Police offer $70,000 reward for gunman who shot five homeless people in New York and Washington DC

Police offer $70,000 reward for gunman who shot five homeless people in New York and Washington DC

Police in New York and Washington DC are now offering a $70,000 (£53,815) reward for information on the unidentified gunman who has shot five homeless people in the two cities.

Homeless people in both cities have been told to seek shelter after a suspected serial killer killed two people and injured three in a series of shootings targeting rough sleepers over the past two weeks.

On Monday, the New York Police Department (NYPD) said it and its DC counterpart had upped the total reward, posting a photo of the suspect being sought.

NYPD boss Keechant L Sewell and DC police chief Robert J Contee confirmed on Sunday that they now believe the shootings were all by the same suspect, who shot men sleeping on the street “without provocation”.

Surveillance footage showed a wiry man in black clothes and a black balaclava, wearing blue disposable gloves and holding a pistol.

New York’s recently elected mayor Eric Adams a nd DC’s Muriel Bowser pledged their support to homeless citizens. “Our communities are heartbroken and disturbed by these heinous crimes in which an individual has been targeting some of our most vulnerable residents,” they said in a joint statement.

“The work to get this individual off our streets before he hurts or murders another individual is urgent.”

Mr Adams added: “The case is a clear and horrific intentional act of taking the life of someone, it appears, because he was homeless. Two individuals were shot while sleeping on the streets – not committing a crime but sleeping on the streets.”

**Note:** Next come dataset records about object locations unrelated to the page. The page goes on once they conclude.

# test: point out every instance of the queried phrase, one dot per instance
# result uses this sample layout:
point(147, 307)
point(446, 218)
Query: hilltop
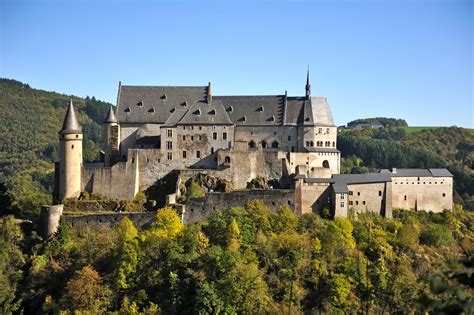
point(29, 126)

He said police officers and outreach teams would scour the streets to contact rough sleepers and ask them to take refuge at city-owned shelters.

However, charity groups accused Mr Adams of endangering homeless people with his new “zero tolerance” subway safety plan, which asks police to enforce rules against sleeping across seats on subway trains.

The non-profit group Vocal NY said: “The answer is permanent, safe, humane housing and care... [these killings are] the direct result of a growing reckless and hateful anti-homeless culture that has been allowed to exist by politicians and the media.”